Scalar absorption beyond geometric optics in Klein-Gordon-separable Johannsen black hole spacetimes

Abstract

Johannsen metric is a natural and significant generalization of the Kerr metric, representing the most general stationary, axisymmetric spacetime that preserves the Carter constant of motion. The theoretical status furnishes a powerful, systematic framework for strong-field tests of the no-hair theorem and for investigations of deviations from Kerr black-hole geometries. We formulate massless scalar plane-wave absorption in a Klein-Gordon-separable subclass of Johannsen spacetimes. In the asymptotically flat Johannsen metric, we impose Klein-Gordon separability, derive the separated angular and radial equations, and build a partial wave framework for the leading deformation sectors A1(r), A2(r), and A5(r). The resulting description separates deformations that change the radial size function X(r) from those that enter only the radial kinetic term.

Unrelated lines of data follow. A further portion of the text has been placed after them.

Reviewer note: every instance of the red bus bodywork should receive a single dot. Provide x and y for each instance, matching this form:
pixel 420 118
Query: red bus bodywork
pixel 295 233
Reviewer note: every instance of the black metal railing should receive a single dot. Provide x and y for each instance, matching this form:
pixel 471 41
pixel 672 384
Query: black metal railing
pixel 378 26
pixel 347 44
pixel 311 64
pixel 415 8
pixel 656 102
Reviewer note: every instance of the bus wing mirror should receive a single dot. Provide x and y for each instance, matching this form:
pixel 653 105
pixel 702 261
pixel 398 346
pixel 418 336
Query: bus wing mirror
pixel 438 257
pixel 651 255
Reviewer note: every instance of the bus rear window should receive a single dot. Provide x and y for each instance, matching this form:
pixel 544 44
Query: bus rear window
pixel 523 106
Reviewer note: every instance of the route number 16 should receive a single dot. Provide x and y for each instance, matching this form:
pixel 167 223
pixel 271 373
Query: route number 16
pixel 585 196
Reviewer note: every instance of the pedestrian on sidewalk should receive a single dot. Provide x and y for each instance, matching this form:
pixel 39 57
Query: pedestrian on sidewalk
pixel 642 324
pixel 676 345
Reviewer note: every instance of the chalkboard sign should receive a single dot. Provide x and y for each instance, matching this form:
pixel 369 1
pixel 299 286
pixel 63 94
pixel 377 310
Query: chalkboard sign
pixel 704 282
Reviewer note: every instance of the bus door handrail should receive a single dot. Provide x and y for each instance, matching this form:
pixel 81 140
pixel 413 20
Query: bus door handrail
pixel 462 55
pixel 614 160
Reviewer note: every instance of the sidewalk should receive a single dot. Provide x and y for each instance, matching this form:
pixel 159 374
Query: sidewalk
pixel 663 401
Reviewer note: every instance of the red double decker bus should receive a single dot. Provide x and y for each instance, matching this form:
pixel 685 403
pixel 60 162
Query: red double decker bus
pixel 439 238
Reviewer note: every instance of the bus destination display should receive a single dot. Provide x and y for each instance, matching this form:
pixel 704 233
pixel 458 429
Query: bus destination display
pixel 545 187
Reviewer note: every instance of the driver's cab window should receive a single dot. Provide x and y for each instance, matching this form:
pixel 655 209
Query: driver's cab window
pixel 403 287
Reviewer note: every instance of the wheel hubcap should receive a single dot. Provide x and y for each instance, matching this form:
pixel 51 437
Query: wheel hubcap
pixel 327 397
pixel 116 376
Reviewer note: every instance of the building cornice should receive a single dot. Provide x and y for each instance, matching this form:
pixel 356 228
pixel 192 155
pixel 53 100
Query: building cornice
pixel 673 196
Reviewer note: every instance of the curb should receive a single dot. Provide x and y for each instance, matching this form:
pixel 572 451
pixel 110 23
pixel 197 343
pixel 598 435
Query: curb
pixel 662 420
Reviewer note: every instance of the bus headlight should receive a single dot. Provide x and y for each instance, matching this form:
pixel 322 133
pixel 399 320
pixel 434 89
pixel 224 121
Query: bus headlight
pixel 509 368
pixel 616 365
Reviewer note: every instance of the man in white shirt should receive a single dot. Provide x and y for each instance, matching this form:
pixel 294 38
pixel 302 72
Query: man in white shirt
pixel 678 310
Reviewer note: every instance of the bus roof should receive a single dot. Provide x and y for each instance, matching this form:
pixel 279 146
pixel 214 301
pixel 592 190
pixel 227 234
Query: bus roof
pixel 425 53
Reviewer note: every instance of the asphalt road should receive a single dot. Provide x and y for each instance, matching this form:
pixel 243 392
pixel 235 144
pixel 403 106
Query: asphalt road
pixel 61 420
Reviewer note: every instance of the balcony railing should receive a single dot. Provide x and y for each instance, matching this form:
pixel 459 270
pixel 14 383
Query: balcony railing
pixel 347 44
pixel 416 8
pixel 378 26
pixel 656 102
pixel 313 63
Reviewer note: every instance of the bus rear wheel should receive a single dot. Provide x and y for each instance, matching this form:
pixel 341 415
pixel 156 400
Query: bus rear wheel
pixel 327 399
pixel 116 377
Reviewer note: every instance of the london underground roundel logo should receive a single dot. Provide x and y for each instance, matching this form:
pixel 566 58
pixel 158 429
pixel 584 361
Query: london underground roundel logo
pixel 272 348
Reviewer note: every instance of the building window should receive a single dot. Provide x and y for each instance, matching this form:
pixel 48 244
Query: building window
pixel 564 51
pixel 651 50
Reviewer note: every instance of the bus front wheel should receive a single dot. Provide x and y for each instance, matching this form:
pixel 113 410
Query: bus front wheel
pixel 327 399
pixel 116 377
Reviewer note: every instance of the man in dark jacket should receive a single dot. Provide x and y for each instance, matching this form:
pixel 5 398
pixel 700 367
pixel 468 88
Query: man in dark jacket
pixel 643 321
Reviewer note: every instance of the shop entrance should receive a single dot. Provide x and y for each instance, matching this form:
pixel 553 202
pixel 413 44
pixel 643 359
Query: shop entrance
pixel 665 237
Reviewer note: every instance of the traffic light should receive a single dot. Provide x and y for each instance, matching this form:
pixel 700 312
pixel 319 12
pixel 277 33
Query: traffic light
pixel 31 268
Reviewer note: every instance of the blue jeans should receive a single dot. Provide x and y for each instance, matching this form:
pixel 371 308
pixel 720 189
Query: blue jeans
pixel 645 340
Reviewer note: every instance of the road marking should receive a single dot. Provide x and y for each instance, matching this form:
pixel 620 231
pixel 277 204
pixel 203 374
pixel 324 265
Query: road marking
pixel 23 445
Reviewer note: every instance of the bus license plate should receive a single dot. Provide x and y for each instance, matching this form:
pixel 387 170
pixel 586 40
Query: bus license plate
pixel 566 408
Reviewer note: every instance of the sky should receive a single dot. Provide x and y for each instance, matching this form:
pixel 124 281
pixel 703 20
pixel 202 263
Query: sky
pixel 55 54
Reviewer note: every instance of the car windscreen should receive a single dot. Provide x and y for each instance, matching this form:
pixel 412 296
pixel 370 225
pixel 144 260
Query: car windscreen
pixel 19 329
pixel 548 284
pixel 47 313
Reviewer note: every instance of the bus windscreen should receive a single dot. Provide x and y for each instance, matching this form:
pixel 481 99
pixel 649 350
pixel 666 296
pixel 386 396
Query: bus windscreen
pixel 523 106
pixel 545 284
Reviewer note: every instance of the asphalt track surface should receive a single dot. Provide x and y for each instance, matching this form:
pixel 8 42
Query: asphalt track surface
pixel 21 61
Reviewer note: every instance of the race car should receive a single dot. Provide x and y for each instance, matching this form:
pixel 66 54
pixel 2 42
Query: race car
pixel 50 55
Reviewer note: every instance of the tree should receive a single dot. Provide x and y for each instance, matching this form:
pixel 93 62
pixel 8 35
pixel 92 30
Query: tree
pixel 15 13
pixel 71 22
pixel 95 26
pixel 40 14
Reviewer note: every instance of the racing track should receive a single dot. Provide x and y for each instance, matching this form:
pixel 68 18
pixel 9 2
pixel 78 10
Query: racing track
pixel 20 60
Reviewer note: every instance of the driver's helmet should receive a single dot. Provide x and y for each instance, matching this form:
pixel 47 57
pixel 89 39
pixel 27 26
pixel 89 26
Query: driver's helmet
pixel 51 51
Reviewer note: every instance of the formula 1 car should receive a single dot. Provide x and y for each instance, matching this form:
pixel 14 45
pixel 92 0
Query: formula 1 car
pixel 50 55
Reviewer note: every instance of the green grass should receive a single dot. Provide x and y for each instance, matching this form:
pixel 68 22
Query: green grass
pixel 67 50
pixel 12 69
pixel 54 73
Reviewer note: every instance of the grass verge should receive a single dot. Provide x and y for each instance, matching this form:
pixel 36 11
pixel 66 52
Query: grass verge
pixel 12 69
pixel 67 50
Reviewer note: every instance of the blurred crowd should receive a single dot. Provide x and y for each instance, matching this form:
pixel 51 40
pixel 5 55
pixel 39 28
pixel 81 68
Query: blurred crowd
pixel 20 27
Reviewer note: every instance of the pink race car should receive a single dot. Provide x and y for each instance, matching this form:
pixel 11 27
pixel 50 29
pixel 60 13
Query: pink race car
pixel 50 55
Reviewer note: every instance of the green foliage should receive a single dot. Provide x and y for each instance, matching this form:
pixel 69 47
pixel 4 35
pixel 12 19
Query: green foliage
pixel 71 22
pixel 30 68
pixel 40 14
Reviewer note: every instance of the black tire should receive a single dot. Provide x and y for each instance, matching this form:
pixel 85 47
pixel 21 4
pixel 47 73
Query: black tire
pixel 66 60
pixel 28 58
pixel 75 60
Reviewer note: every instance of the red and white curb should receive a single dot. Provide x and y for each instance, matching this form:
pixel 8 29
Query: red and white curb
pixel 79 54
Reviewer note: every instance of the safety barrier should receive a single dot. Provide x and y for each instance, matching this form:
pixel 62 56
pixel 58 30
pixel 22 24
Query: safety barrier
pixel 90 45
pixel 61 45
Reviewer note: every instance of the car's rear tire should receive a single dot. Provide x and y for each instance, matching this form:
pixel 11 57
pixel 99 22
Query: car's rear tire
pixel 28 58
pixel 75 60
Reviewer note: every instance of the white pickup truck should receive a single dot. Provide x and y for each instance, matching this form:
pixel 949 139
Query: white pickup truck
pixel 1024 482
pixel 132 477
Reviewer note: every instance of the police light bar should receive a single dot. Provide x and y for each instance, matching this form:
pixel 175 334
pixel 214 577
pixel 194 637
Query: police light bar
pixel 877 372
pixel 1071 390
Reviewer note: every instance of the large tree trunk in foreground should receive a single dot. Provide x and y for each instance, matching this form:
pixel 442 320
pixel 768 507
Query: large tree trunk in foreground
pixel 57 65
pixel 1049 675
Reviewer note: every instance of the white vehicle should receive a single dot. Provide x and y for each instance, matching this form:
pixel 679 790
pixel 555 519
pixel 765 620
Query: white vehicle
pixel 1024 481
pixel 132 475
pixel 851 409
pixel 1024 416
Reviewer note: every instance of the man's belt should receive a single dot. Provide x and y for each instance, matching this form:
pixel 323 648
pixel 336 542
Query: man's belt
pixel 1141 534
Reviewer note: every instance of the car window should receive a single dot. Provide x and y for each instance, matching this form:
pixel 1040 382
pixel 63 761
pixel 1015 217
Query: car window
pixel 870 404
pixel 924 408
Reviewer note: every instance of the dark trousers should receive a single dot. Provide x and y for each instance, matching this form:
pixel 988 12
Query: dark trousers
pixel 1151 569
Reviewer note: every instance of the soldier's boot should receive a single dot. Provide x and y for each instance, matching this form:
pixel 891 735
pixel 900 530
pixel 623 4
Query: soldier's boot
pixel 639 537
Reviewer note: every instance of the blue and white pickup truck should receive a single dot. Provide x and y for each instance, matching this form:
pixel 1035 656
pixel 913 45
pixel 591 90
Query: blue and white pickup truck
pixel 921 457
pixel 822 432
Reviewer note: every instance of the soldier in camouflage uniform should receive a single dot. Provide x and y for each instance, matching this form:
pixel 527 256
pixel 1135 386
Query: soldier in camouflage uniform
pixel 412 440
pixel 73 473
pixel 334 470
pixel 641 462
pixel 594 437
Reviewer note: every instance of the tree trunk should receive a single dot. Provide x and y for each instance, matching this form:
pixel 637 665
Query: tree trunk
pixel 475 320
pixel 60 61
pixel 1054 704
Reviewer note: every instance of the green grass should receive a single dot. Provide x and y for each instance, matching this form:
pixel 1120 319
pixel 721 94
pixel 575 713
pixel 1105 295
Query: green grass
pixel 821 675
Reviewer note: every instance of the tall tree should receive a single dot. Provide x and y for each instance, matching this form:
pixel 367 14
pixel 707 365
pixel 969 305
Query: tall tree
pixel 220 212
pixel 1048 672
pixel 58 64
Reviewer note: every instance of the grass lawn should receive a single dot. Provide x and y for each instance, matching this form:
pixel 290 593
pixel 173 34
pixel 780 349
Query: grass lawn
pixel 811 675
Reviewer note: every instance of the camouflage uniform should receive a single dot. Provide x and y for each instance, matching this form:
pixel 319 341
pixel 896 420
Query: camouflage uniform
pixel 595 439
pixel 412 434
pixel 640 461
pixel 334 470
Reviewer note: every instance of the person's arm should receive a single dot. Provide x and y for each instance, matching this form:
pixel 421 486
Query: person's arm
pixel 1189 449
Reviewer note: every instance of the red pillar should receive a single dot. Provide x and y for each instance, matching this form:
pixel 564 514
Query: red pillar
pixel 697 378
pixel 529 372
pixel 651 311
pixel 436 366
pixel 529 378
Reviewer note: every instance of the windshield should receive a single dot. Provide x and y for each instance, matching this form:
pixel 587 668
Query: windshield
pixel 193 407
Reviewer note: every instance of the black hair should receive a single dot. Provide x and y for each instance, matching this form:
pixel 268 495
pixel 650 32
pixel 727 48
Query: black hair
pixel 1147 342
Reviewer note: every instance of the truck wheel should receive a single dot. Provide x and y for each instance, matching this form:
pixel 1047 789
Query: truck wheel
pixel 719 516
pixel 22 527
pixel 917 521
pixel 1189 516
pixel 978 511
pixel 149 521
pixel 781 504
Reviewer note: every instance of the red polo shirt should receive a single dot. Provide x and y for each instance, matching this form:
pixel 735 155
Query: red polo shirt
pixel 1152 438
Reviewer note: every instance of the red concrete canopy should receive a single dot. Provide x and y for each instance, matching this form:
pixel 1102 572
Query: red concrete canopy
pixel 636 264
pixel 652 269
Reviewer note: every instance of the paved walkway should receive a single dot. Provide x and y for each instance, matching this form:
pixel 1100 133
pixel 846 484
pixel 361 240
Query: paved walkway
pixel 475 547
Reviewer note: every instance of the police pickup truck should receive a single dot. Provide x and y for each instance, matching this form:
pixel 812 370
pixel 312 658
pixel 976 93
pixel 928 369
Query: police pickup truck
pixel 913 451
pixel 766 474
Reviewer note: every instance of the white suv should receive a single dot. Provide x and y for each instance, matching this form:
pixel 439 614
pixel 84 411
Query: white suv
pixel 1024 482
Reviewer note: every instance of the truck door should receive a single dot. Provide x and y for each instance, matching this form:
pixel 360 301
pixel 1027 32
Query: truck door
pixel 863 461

The former modify the low-frequency area law, the high-frequency null-capture cross section, and the finite-frequency absorption spectra, whereas a pure A5 deformation leaves the leading null-capture observable unchanged while remaining detectable in wave propagation. We further examine off-axis incidence, co-/counter-rotating contributions, and superradiant modes, where changes in X(r+) shift the horizon angular velocity and hence the superradiant threshold. Our results identify finite-frequency absorption as a wave-optics diagnostic that can probe radial propagation sectors inaccessible to both the area law and null geodesic capture observables, offering a new tool for strong-field tests of black hole geometry.